Hier, auf dem Trail, scheint der Krieg besonders weit weg. Dass sich Nadiya abseits der Trails intensiv mit dem Kriegsgeschehen in der Ukraine beschäftigt, könnte hier keiner ahnen, hier scheint alles leicht und lustig. Ihre Familie, Freundinnen und Verwandte leben in der Ukraine und möchten nicht flüchten. Beziehungsweise könnten sie das auch gar nicht. Aus finanziellen Gründen und weil es einfach zu gefährlich wäre, ins Kriegsgebiet zu reisen oder heraus. So können Nadiyas zwei Kinder ihre Großeltern erst einmal nicht wiedersehen. Nachfragen dazu werden freundlich, aber kategorisch blockiert.

„Über den Krieg reden wir beim Laufen nie. Wir konzentrieren uns auf die gemeinsame Leidenschaft fürs Laufen auf Trails wie für die Natur. Der Verein soll eine Oase darstellen, um vom Krieg wegzukommen und etwas Schönes zu erleben“, stellt Nadiya, wieder sehr förmlich, klar und weiter, etwas weniger geschliffen und in gedämpfter Tonlage: „Weißt du, Trailrunning ist für mich wie eine Waschmaschine.
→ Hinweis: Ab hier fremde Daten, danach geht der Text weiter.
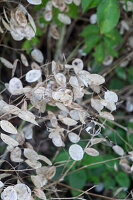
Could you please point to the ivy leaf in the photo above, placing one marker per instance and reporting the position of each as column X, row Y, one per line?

Es wäscht die Gedanken frei.“ Lilia hat aufgeschlossen und um auch ihr eine Verschnaufpause zu gönnen, deutet Guide Nadiya auf die inzwischen unter uns liegende Stadt, der rot lackierte Fingernagel des Zeigefingers weist neben das Freiburger Münster: „Hier unten ist der Stadtgarten, hier trainieren wir gerne, da kann man auch gutes Treppentraining machen. Da hinten ist der Kaiserstuhl“, sie wendet den Kopf wieder in Richtung Schwarzwald: „Und jetzt, jetzt laufen da hoch, zum Sonnenaufgang.“ Aus dem ungeflochtenen Teil ihrer Frisur haben sich blonde Strähnen befreit, die frei im Wind wehen.

" Weißt du, Trailrunning ist für mich wie eine Waschmaschine. Es wäscht die Gedanken frei. "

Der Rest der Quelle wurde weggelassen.